Set in London’s working-class East End, The Big Bow Mystery is one of the earliest examples of locked room mysteries. In the story, two detectives race to solve a murder, an innocent man is condemned, and only at the very end is the startling solution revealed.

 

How to Read ItBuy it on Amazon, find a copy at a used bookstore, or read it for free (courtesy of Project Gutenberg).

 

Estimated Reading Time: 3 hours.

Share your thoughts and check out the questions below!

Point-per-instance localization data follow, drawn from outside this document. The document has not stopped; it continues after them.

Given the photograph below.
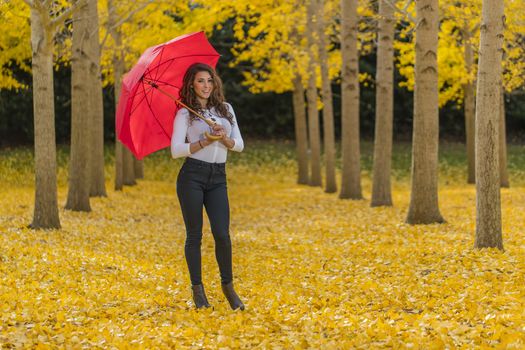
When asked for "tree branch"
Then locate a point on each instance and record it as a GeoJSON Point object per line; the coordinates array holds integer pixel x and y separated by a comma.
{"type": "Point", "coordinates": [60, 19]}
{"type": "Point", "coordinates": [404, 11]}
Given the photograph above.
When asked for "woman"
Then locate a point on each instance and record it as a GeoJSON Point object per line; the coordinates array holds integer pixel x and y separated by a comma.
{"type": "Point", "coordinates": [202, 178]}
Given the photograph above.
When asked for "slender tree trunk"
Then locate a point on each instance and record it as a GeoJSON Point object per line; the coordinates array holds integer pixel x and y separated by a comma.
{"type": "Point", "coordinates": [488, 115]}
{"type": "Point", "coordinates": [128, 167]}
{"type": "Point", "coordinates": [95, 106]}
{"type": "Point", "coordinates": [470, 107]}
{"type": "Point", "coordinates": [45, 214]}
{"type": "Point", "coordinates": [311, 97]}
{"type": "Point", "coordinates": [504, 172]}
{"type": "Point", "coordinates": [118, 71]}
{"type": "Point", "coordinates": [138, 167]}
{"type": "Point", "coordinates": [424, 207]}
{"type": "Point", "coordinates": [381, 187]}
{"type": "Point", "coordinates": [351, 154]}
{"type": "Point", "coordinates": [301, 137]}
{"type": "Point", "coordinates": [79, 171]}
{"type": "Point", "coordinates": [328, 109]}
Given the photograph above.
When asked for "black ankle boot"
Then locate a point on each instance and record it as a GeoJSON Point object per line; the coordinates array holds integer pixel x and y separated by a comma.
{"type": "Point", "coordinates": [233, 298]}
{"type": "Point", "coordinates": [199, 297]}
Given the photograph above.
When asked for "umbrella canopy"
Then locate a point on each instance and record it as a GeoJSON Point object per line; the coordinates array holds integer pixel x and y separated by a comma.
{"type": "Point", "coordinates": [144, 117]}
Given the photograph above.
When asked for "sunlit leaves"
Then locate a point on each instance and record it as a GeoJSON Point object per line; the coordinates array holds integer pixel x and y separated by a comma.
{"type": "Point", "coordinates": [315, 271]}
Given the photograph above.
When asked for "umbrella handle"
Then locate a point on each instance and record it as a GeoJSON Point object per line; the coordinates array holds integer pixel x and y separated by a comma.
{"type": "Point", "coordinates": [208, 121]}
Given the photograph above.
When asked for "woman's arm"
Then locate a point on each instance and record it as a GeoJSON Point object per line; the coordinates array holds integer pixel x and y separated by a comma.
{"type": "Point", "coordinates": [235, 141]}
{"type": "Point", "coordinates": [179, 147]}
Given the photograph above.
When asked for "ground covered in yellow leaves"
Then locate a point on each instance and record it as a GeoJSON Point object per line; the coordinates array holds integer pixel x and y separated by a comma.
{"type": "Point", "coordinates": [314, 271]}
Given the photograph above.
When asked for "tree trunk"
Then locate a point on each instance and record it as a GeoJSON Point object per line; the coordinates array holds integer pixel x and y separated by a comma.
{"type": "Point", "coordinates": [469, 91]}
{"type": "Point", "coordinates": [504, 172]}
{"type": "Point", "coordinates": [311, 98]}
{"type": "Point", "coordinates": [381, 187]}
{"type": "Point", "coordinates": [118, 71]}
{"type": "Point", "coordinates": [328, 109]}
{"type": "Point", "coordinates": [95, 106]}
{"type": "Point", "coordinates": [45, 214]}
{"type": "Point", "coordinates": [488, 114]}
{"type": "Point", "coordinates": [138, 167]}
{"type": "Point", "coordinates": [79, 171]}
{"type": "Point", "coordinates": [351, 157]}
{"type": "Point", "coordinates": [424, 207]}
{"type": "Point", "coordinates": [301, 137]}
{"type": "Point", "coordinates": [128, 167]}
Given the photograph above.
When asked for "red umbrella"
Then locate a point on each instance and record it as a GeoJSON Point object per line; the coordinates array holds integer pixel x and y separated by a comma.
{"type": "Point", "coordinates": [146, 107]}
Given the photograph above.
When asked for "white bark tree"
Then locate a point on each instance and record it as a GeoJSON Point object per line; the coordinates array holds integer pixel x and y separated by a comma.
{"type": "Point", "coordinates": [43, 30]}
{"type": "Point", "coordinates": [488, 116]}
{"type": "Point", "coordinates": [381, 186]}
{"type": "Point", "coordinates": [328, 109]}
{"type": "Point", "coordinates": [351, 154]}
{"type": "Point", "coordinates": [424, 207]}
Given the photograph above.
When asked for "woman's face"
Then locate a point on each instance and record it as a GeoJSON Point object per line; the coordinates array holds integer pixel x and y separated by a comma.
{"type": "Point", "coordinates": [203, 85]}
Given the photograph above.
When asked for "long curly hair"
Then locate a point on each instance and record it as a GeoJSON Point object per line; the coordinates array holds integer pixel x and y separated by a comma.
{"type": "Point", "coordinates": [216, 99]}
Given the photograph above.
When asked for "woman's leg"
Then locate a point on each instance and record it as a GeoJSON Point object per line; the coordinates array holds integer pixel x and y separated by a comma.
{"type": "Point", "coordinates": [191, 196]}
{"type": "Point", "coordinates": [218, 210]}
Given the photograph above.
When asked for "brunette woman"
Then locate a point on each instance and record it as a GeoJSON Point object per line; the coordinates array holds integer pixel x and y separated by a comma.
{"type": "Point", "coordinates": [202, 179]}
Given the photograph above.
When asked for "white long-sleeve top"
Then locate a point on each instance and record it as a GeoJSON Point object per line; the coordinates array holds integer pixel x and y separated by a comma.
{"type": "Point", "coordinates": [215, 152]}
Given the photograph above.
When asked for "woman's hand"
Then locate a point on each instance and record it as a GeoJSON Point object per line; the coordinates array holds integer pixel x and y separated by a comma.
{"type": "Point", "coordinates": [218, 130]}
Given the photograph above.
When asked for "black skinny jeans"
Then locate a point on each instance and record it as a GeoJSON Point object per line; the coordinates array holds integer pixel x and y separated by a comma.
{"type": "Point", "coordinates": [201, 184]}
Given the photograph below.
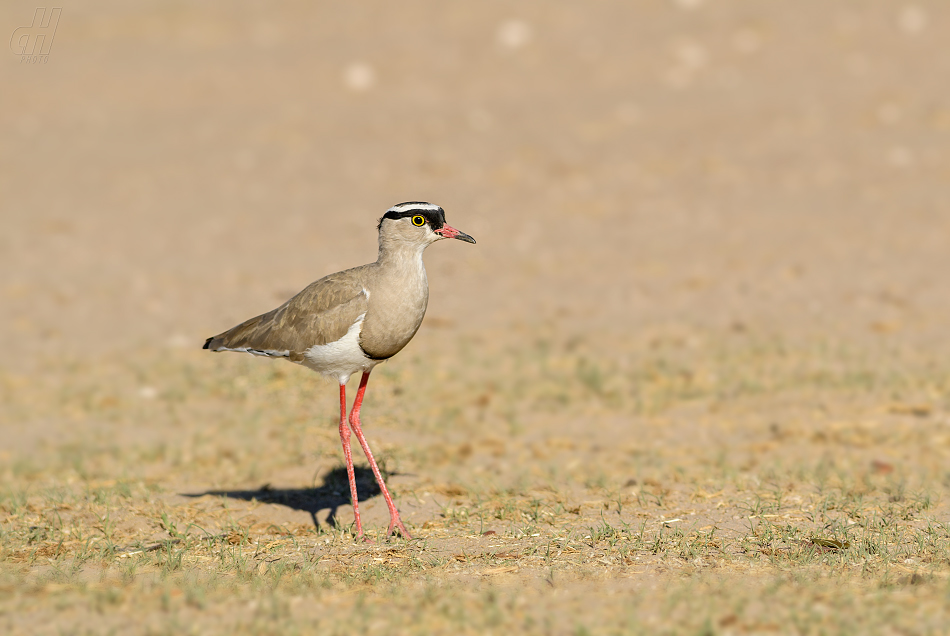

What We're Talking About --

The Big Bow Mystery is generally seen as the first locked room mystery novel. In a locked room mystery, a crime is committed in a room locked from the inside. How could any murderer have committed the crime and then escaped? It seems impossible. Writers have developed many ingenious solutions to locked room murders, but Israel Zangwill took the locked room device to a new level. 

 

The novel’s style is reminiscent of Dickens, including the use of funny character names, such as Edward Wimp and Mrs. Drabdump. The book also highlights the lot of the working man and the fight for workers’ rights. Like Bleak House, the book even begins with a description of a dense morning fog …

 

Israel Zangwill has a dry wit. In the intro, he called the book’s humor too abundant and that “Mysteries should be sedate and sober. There should be a pervasive atmosphere of horror and awe such as Poe manages to create.” Do you agree?

 

The book was serialized in The Star, a popular paper known for sensationalizing Jack the Ripper’s Whitechapel murders (1888-91). The burning question in Big Bow: how did the murderer commit the crime? Various theories are suggested in the book, including:

  • Small monkey with a razor came down the chimney
  • Removal and replacement of a windowpane cut with a diamond
  • Door panel sliced and replaced
  • Powerful magnets used to turn the key and push the bolt
  • Secret passages and trapdoors
  • Arthur Constant swallowed the razor he used to cut his own throat
  • The murderer hid and escaped when the door was broken down
  • The murderer got in when Grodman and Mrs. Drabdump entered
  • Wimp’s theory: the broken bolt and a loose key (or key on the floor)

 

Two rival detectives try to solve the case. Here, we have retired policeman George Grodman and Inspector Edward Wimp of Scotland Yard. Several books we’ve read (The Mystery of a Hansom Cab and A Study in Scarlet) have focused on the rivalry between detectives. Did this trope develop during this time period? Is it still common in detective novels? Who are your rivals?